Nilsson is at her peak here. She was ill during the final scene, but sang with steely determination (a bit too steely) but with the famous lightning high notes and lovely pianissimos. She never had the velvety warmth of Flagstad, but her hugely commandinding presence is one that hasn't been seen since her retirement.
All the smaller roles Marga Höffgen as Erda, Neidlinger as Alberich and Dame Joan Sutherland complete a glorious cast of a long lost Golden Age of Wagner.
On the podium is the controversial Solti in what is one of his finest moments on record. He drives the Vienna Philharmonic to a frenzy with hair-raising results, especially for the sword forging, and Act 3 when Siegfried climbs Brünnhilde's Rock, and yet coaxes them to the most exquiset serene beauty (Forest Murmurs and just before Siegfried wakens Brünnhilde).
Siegfried is my favorite Wagner opera, and this glorious recording is the reason.

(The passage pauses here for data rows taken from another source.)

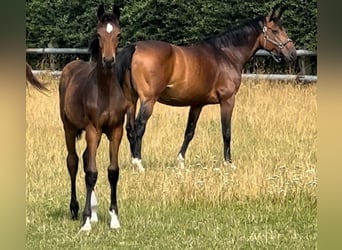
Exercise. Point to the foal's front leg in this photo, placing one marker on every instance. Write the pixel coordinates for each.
(144, 114)
(113, 175)
(92, 138)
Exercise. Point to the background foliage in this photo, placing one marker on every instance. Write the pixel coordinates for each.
(71, 23)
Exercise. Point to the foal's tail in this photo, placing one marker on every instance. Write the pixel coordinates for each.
(123, 62)
(30, 77)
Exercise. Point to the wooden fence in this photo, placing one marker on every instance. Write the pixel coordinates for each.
(302, 77)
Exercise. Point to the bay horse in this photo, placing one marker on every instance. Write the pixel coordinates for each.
(92, 100)
(33, 80)
(206, 72)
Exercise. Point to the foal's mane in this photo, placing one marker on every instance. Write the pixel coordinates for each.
(238, 35)
(94, 46)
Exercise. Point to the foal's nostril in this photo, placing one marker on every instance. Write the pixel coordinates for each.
(108, 62)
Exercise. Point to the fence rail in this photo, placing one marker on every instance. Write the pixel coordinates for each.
(300, 53)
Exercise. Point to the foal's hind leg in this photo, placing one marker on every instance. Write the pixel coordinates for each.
(145, 112)
(194, 114)
(72, 164)
(92, 138)
(113, 175)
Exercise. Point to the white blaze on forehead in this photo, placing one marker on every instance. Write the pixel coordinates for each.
(109, 28)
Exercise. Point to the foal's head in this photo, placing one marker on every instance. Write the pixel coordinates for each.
(275, 39)
(104, 47)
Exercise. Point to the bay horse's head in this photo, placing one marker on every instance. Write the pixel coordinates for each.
(108, 35)
(274, 38)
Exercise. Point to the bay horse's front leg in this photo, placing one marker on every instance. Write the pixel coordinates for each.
(226, 115)
(113, 175)
(72, 164)
(193, 116)
(93, 201)
(130, 114)
(92, 138)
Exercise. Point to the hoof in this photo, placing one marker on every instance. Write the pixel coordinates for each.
(230, 165)
(86, 226)
(74, 210)
(181, 161)
(138, 165)
(114, 221)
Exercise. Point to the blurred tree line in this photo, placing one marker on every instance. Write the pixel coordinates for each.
(71, 24)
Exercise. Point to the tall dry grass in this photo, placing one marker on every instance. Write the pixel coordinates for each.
(274, 137)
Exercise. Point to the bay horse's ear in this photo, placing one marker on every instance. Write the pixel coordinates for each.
(281, 11)
(116, 11)
(100, 11)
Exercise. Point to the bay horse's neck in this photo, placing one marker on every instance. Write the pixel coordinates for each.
(239, 43)
(105, 78)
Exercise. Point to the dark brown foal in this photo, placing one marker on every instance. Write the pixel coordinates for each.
(91, 99)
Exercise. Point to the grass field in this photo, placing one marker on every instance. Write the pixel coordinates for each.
(269, 202)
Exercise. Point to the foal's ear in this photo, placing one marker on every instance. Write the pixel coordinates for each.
(274, 11)
(116, 11)
(100, 11)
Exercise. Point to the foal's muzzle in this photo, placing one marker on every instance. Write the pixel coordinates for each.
(108, 63)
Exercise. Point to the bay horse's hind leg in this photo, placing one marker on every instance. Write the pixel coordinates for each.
(93, 201)
(130, 123)
(193, 116)
(226, 115)
(72, 164)
(113, 175)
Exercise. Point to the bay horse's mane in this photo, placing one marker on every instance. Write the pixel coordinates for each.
(94, 46)
(238, 35)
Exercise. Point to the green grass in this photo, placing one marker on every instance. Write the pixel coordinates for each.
(269, 202)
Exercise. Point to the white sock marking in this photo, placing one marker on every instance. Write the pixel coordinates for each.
(180, 159)
(86, 226)
(94, 205)
(109, 28)
(138, 164)
(114, 221)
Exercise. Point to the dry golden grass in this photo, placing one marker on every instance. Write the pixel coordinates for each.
(269, 202)
(273, 145)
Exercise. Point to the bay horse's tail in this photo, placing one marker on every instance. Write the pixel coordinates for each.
(123, 62)
(30, 77)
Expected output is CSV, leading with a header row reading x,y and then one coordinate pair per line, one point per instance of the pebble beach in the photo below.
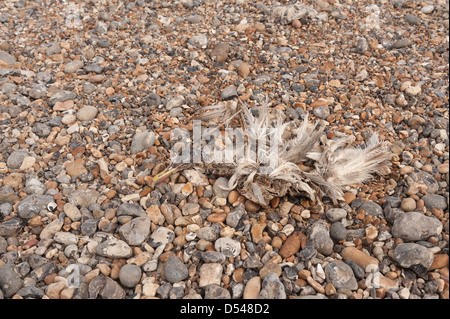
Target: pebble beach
x,y
91,90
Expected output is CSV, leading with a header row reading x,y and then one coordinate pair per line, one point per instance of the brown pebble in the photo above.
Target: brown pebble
x,y
292,245
349,197
439,261
251,206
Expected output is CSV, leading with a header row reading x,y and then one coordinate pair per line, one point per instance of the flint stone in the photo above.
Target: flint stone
x,y
415,226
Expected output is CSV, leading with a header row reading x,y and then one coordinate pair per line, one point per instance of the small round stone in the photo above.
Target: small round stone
x,y
408,204
130,275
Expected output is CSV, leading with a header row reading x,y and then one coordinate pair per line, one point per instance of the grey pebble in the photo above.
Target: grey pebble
x,y
434,201
415,226
319,238
411,254
10,282
341,275
338,231
214,291
175,270
272,288
130,275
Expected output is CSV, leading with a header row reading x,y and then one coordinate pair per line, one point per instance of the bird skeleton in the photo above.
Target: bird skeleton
x,y
277,166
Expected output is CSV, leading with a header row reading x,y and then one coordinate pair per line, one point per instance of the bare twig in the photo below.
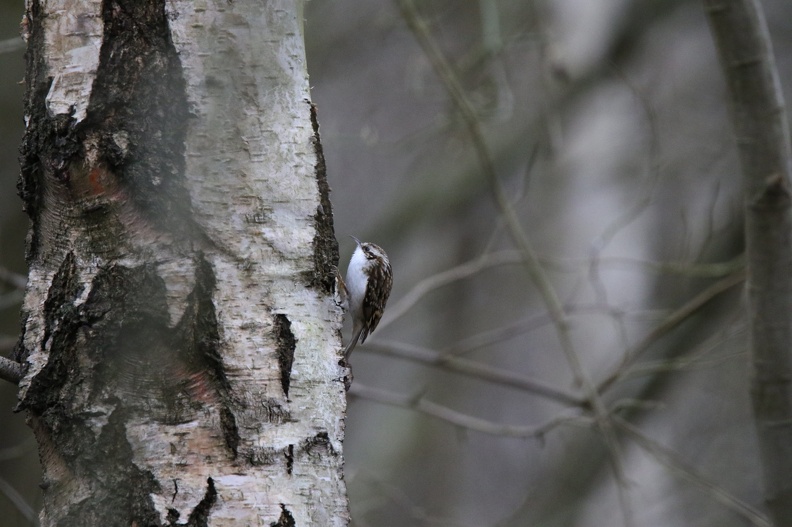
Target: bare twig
x,y
469,422
756,101
517,233
474,369
668,458
19,502
671,322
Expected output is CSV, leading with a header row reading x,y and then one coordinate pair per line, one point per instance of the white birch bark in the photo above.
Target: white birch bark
x,y
179,323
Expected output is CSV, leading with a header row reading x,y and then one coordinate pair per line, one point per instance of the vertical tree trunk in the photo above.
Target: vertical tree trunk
x,y
179,326
760,122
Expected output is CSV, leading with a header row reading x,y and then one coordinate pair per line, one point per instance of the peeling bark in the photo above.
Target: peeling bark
x,y
179,330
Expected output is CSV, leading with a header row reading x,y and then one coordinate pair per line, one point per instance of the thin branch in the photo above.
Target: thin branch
x,y
469,422
19,502
519,237
671,322
443,278
669,459
475,370
742,40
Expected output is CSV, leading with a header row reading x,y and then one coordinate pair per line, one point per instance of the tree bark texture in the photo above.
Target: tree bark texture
x,y
757,107
179,328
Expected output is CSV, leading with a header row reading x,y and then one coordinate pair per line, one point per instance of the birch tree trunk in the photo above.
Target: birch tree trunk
x,y
179,326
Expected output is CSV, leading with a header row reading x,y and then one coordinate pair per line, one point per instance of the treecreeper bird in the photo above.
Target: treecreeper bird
x,y
368,284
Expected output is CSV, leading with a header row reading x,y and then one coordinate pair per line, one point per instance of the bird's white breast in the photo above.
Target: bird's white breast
x,y
356,279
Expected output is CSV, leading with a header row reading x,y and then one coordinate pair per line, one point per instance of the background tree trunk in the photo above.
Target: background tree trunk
x,y
179,322
762,131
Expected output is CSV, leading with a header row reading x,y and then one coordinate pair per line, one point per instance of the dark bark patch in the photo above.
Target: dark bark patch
x,y
318,445
260,456
289,459
62,321
198,337
286,344
273,412
230,430
325,245
286,519
199,517
112,452
139,95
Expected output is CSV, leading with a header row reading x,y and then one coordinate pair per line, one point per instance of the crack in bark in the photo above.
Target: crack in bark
x,y
286,519
325,244
199,517
286,344
289,459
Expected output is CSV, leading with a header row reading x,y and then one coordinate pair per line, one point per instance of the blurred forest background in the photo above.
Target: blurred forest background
x,y
605,124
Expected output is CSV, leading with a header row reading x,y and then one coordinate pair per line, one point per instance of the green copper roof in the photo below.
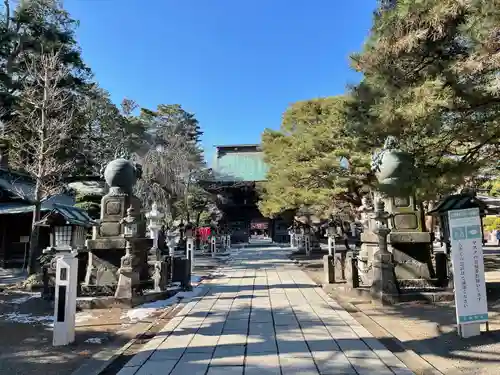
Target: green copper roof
x,y
240,166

Near perfection!
Solti's entire 'Ring' is magnificant and 'Siegfried' is just miraculous. The casting from top to bottom is stellar. Windgassen and Nilsson, of course, give knock out performances, but Stolze is an excellent Mime and Hotter gives a wonderful reading of Der Wanderer. An added bonus - Joan Sutherland, in glorious voice, as the Woodbird. Of course, the Vienna Philharmonic is also an equal star of this set, and Solti does a wonderful job. There are many Solti bashers out there, but his 'Ring' is the only one to show up on every single critics "Best Ring" recordings list.
What I love so much about 'Siegfried' is that all the themes of 'The Ring' are present, each act ends with a triumphant event - happy endings and Wagner are a rarity. You also have excellent music and the most glorious love duet in all of opera, IMHO. They all shine on this set.
There's only two I have that come close - Bohm and Goodall. The issue I have with Bohm is his Mime who screams more than sings. Bohm also has Windgassen and Nilsson at the helm. Goodall, on the other hand, has a truly incredible Siegfried, an excellent cast, and an exceptional orchestra. Some will shy away from this set because it is in English, and that is a shame. Why I rank Solti over Goodall, is Goodall moves through the piece at a much slower pace, which reveals hidden treasures in the score, but somewhat soothes over the energy, IMHO.
Karajan's reading is not in my top 10, simply for the fact that Mime outsings Siegfried and that is bad.
This really is the most magnificant recording of 'Siegfried,' you won't be disappoint.
However - I cannot recommend buy any of Solti's 'Ring' operas individually, as his Gotterdammerung is simply unchallanged. For the price of buying both separately you can almost get the whole cycle, and it's worth it.
Wolfgang Windgassen is past his prime as Siegfried and isn't quite heroic enough for Siegfried, but that matters far less on record than it would in the theater, and he gives an inspired interpretation of the part. He was THE Siegfried of the 50's and early 60's. Stolze's Mime is controversial because of his rather ugly voice, but it provides a sharp contrast with Windgassen and his interpretation of the role is unsurpassed. He is even better, though, on the Karajan DG set, where his Mime is not so caricatured and is more direct. Hotter is in gorgeous voice and sings Wotan with a majesty and dignity that has disappeared in recent times. Neidlinger, as always, is a magnificent Alberich. Böhme is a good Fafner, Höffgen as Erda is a huge improvement over Madeira (who sings the same role in "Rheingold"), and Sutherland's Woodbird (luxury casting at the extreme!) is predictably excellent. Nilsson throws off some thrilling high C's, but I personally prefer Brünnhilde to have a warmer, more lyrical voice, like Helga Dernesch's singing for Karajan. I think Karajan's recording (DG Originals 457 790-2) is the best there is, and at mid price is a real bargain. Overall, though, this Solti is an excellent recording and well worth getting (though Decca should find a way of reducing the price).